# Boiling T-Jet Chassis



## glueside (Jul 31, 2010)

Anyone have any instructions on boiling them and getting it right?


----------



## resinmonger (Mar 5, 2008)

Scroll down to the 8th tool...

http://rt-ho.com/tools.html


----------



## glueside (Jul 31, 2010)

Yes I have one, but I was wondering if anyone had any instructions on how to boil the chassis. How long, etc.?


----------



## resinmonger (Mar 5, 2008)

Here is the latest thread I could find searching _Slot Cars_:

http://www.hobbytalk.com/bbs1/showthread.php?t=296990&highlight=Chassis+Boiling

Went back a few pages and didn't find anything further.


----------



## glueside (Jul 31, 2010)

Thank you for the link.

I will write an article once I start doing some testing of the fixture and post later.


----------



## gonegonzo (Jan 18, 2006)

Secure chassis in the jig . I assume you know that you need to have a jig ?

Set in a pan of water and turn between medium and high and bring water to boil gradually . Any shock such as dropping chassis in boiling water all at once will crystalize and create hard spots that can shatter in a de-slot/crash.

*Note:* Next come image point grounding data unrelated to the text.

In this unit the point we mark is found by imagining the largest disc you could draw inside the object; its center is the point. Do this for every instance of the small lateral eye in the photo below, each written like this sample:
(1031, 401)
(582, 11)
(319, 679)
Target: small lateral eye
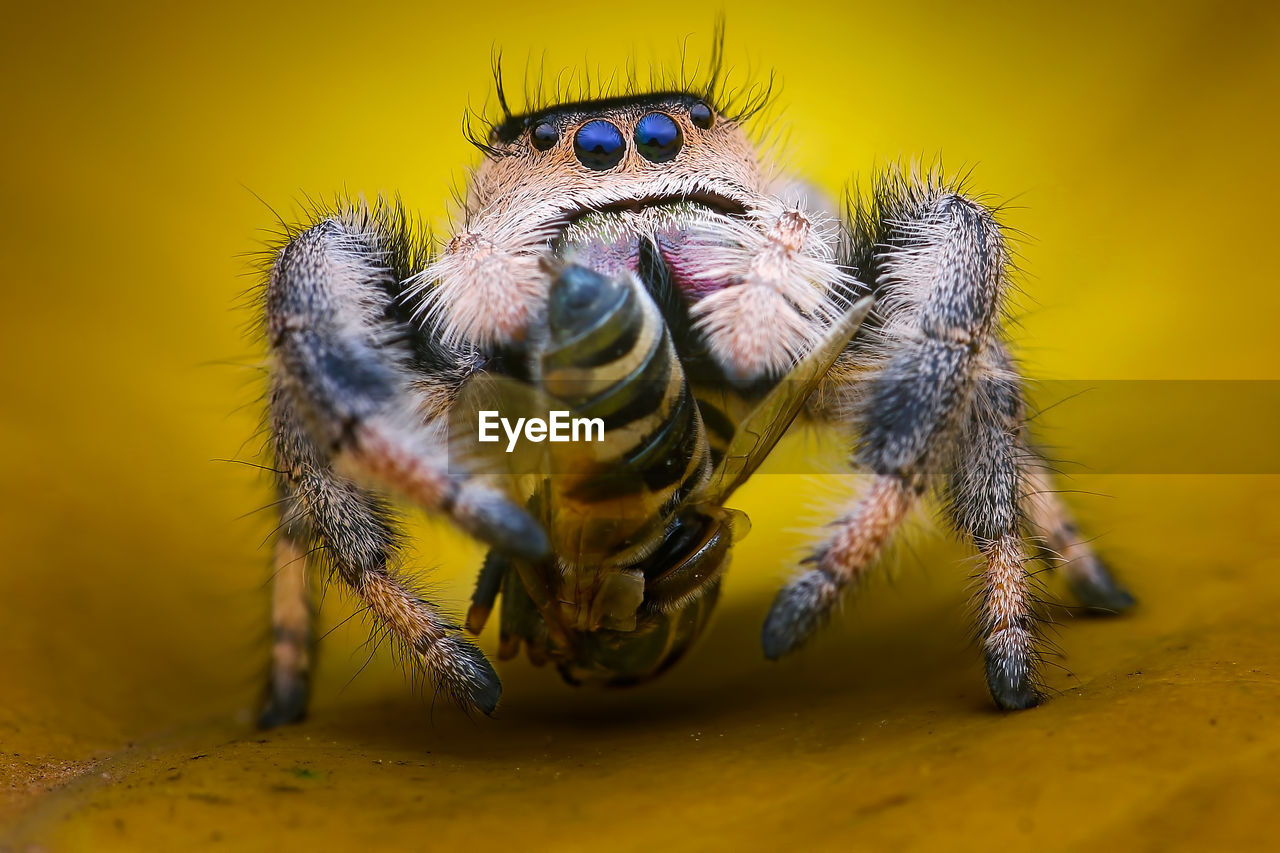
(702, 115)
(599, 145)
(544, 136)
(658, 137)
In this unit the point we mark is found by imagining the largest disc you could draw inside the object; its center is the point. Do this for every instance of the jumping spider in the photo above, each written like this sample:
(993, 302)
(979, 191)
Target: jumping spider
(644, 243)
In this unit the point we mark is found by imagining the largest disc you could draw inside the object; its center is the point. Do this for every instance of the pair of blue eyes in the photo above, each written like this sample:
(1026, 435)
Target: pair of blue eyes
(599, 145)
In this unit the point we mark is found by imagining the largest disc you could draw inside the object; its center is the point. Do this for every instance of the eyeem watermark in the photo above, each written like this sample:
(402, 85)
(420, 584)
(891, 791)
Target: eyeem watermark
(558, 427)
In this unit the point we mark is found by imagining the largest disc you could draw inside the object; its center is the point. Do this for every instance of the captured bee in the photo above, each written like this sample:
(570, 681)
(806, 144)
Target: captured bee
(636, 265)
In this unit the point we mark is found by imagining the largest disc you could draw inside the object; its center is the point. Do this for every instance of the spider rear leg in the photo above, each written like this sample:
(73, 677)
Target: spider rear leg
(940, 265)
(289, 684)
(807, 602)
(1061, 546)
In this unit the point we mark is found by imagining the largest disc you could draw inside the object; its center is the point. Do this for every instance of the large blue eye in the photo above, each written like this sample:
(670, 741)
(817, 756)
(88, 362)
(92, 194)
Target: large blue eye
(599, 145)
(658, 137)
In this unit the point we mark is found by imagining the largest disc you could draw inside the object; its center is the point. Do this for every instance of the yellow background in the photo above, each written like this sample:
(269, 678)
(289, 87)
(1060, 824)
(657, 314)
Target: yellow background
(1137, 145)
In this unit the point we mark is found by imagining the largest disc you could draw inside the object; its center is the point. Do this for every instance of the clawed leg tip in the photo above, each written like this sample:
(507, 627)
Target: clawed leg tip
(776, 644)
(1015, 698)
(1104, 598)
(283, 710)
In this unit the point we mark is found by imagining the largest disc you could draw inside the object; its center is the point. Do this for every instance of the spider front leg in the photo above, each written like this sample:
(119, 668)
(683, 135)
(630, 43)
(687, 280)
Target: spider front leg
(940, 267)
(356, 397)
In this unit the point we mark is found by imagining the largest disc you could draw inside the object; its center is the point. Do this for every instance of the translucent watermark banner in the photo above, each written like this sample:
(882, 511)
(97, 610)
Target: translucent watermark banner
(1083, 427)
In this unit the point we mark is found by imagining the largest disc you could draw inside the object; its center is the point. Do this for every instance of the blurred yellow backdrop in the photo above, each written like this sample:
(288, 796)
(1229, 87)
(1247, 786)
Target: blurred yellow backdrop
(142, 147)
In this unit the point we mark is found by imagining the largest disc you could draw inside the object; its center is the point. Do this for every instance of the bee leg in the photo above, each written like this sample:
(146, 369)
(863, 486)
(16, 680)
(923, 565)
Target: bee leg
(359, 543)
(1059, 543)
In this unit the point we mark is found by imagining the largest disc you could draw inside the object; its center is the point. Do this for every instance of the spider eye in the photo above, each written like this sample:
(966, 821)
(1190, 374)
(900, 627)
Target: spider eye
(599, 145)
(658, 137)
(544, 136)
(702, 115)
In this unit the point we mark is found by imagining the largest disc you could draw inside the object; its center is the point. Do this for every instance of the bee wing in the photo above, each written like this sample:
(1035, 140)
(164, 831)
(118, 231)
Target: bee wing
(764, 425)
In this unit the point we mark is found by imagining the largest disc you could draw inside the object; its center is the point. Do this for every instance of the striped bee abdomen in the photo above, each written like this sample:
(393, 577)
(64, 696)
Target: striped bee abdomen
(608, 355)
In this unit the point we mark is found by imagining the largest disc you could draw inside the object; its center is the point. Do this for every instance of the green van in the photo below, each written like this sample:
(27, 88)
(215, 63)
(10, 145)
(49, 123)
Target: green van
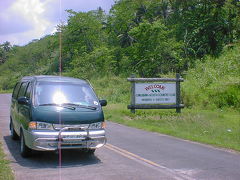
(49, 113)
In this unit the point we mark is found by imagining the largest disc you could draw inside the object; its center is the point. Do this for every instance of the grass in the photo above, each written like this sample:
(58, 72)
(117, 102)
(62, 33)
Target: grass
(5, 170)
(220, 128)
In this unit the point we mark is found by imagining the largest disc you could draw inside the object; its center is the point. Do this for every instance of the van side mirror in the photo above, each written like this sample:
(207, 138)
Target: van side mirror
(23, 100)
(103, 102)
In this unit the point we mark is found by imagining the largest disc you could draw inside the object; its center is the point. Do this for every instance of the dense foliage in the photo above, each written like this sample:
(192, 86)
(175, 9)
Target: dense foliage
(145, 37)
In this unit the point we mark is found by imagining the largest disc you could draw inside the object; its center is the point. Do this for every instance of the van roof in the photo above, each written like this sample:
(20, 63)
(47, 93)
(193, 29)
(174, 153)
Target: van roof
(47, 78)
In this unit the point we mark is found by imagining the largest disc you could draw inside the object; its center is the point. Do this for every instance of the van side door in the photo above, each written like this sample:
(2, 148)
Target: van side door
(25, 110)
(20, 108)
(13, 109)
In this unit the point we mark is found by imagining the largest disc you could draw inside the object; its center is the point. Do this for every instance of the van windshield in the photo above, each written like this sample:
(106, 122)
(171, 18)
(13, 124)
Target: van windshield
(64, 93)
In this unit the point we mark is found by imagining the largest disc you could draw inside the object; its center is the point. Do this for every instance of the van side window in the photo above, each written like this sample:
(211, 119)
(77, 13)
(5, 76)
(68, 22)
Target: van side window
(28, 91)
(22, 89)
(15, 91)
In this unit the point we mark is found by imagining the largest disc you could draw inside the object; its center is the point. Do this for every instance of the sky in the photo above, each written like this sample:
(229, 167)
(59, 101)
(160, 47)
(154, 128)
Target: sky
(21, 21)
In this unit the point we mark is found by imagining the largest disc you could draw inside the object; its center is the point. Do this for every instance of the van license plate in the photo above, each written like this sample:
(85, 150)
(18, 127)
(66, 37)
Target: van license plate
(66, 137)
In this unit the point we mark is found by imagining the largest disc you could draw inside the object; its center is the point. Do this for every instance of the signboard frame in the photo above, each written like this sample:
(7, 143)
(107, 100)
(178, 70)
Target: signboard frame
(133, 106)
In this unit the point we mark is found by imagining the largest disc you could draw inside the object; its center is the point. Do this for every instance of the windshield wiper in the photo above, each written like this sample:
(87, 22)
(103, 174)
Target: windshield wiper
(60, 105)
(81, 106)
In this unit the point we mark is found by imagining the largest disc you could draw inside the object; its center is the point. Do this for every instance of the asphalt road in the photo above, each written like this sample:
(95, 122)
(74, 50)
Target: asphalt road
(130, 154)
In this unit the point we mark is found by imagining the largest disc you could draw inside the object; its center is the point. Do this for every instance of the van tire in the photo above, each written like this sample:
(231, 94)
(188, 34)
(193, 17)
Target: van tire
(14, 135)
(24, 150)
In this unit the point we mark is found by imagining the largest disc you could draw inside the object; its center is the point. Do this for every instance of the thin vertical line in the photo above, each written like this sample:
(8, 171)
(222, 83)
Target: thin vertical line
(60, 74)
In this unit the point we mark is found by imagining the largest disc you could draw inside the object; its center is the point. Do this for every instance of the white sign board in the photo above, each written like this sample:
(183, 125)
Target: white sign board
(155, 93)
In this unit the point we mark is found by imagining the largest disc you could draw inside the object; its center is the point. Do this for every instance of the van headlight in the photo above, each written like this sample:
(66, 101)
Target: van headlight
(40, 126)
(98, 125)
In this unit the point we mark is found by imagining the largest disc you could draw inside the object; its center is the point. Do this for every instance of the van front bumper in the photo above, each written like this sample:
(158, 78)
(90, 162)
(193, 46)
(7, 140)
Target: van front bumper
(53, 140)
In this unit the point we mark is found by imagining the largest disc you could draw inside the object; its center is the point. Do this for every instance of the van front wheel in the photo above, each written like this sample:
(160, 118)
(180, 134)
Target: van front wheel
(24, 150)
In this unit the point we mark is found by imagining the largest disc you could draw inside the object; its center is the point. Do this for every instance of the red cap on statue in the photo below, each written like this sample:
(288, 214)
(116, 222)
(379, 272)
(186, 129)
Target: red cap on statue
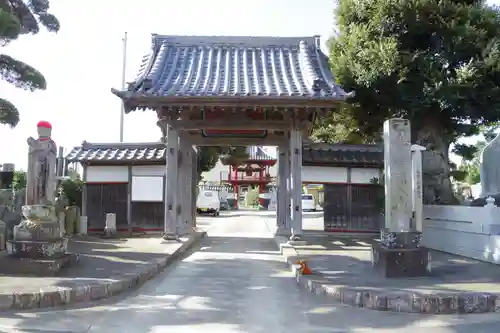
(44, 129)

Boil for 20 minutes and turn off heat . Let the chassis and jig remain in the water until the water cools completely . This is very important . 

After water cools , check your holes for size . Address any hole issues before re-building chassis .

Hope this helps,
Gonzo


----------



## bearsox (Apr 22, 2006)

I think there is also a tutorial somewhere in the slotmonsters /FRHO site http://www.slotmonsters.com/ . You may need to look around a bit to find it.

Bear :wave:


----------



## glueside (Jul 31, 2010)

Thank you both very much!


----------



## Bill Hall (Jan 6, 2007)

I also make sure that the chassis never touches the bottom of the boiling pot/pan.


----------



## sidejobjon (Jun 3, 2010)

Guys,
I purchased the rt-ho gear expantion tool . My bad thought it was for all Gears, to tighten when you change arm or pinion. What do you use to tighten rest gears when reinstalling ?
Thanks John F


----------



## clydeomite (May 5, 2004)

Howdy:
An old machinist trick to get parts through inspection is use a ball bearing and place it in the hole and smack it " gentlY" with a hammer. Make sure you have the gear lying flat on a hard surface like a vise or anvil you can do both sides this usually tightens up the hole to allow a press fit.
Clyde-0-Mite


----------



## Brixmix (Dec 2, 2007)

If you have the RT-HO gear press just put the gear in the arbor and use 3/16" or 1/4" ball bearing to pien the hole. The screw press lets you adjust the amount of pressure on the gear so you don't apply to much pressure and distort the gear


----------



## glueside (Jul 31, 2010)

Brixmix - can you post a picture of this?


----------



## sidejobjon (Jun 3, 2010)

Thanks,
Will try both . I read a while ago some were to sqeeze shaft with pilers with teeth, like rear axle has ribs to keep gear on.


----------



## SwamperGene (Dec 1, 2003)

clydeomite said:


> Howdy:
> An old machinist trick to get parts through inspection is use a ball bearing and place it in the hole and smack it " gentlY" with a hammer. Make sure you have the gear lying flat on a hard surface like a vise or anvil you can do both sides this usually tightens up the hole to allow a press fit.
> Clyde-0-Mite


 
A steel BB works well for tightening (brass) gears this way :thumbsup:


----------



## Brixmix (Dec 2, 2007)

Here is a pic of what I use to close the hole in the gear


----------



## glueside (Jul 31, 2010)

Thank you very much Brixmix. 

Hey I notice your location is IL. Where at?


----------



## Brixmix (Dec 2, 2007)

I live close to Champaign


----------



## Tjettom (Jan 1, 2008)

And I live close to Peoria.


----------



## glueside (Jul 31, 2010)

Do you guys race HO, 1/24th, 1/32nd?

You know there are a lot of HO & 1/24th tracks around here again and more springing up each month.


----------



## Brixmix (Dec 2, 2007)

I race HO


----------



## glueside (Jul 31, 2010)

Do you run with any of the groups/series over there?


----------



## Brixmix (Dec 2, 2007)

I race with Citro some Nart/Nitro some and ISRA in Indy a little. I race all over.


----------



## Brixmix (Dec 2, 2007)

What groups in Iowa do you run with Glueside?


----------



## glueside (Jul 31, 2010)

USSCA & MHRA

Ran back in the 90s and early 2000 with Midwest USRA. Box Stock champion one year. Got out for 5 years and am now starting to get back into it.


----------



## Brixmix (Dec 2, 2007)

Well good luck in your HO endeavor:thumbsup:. Hope you stay with it we need to keep the hobby alive. Seems the big cars draw a much bigger crowd


----------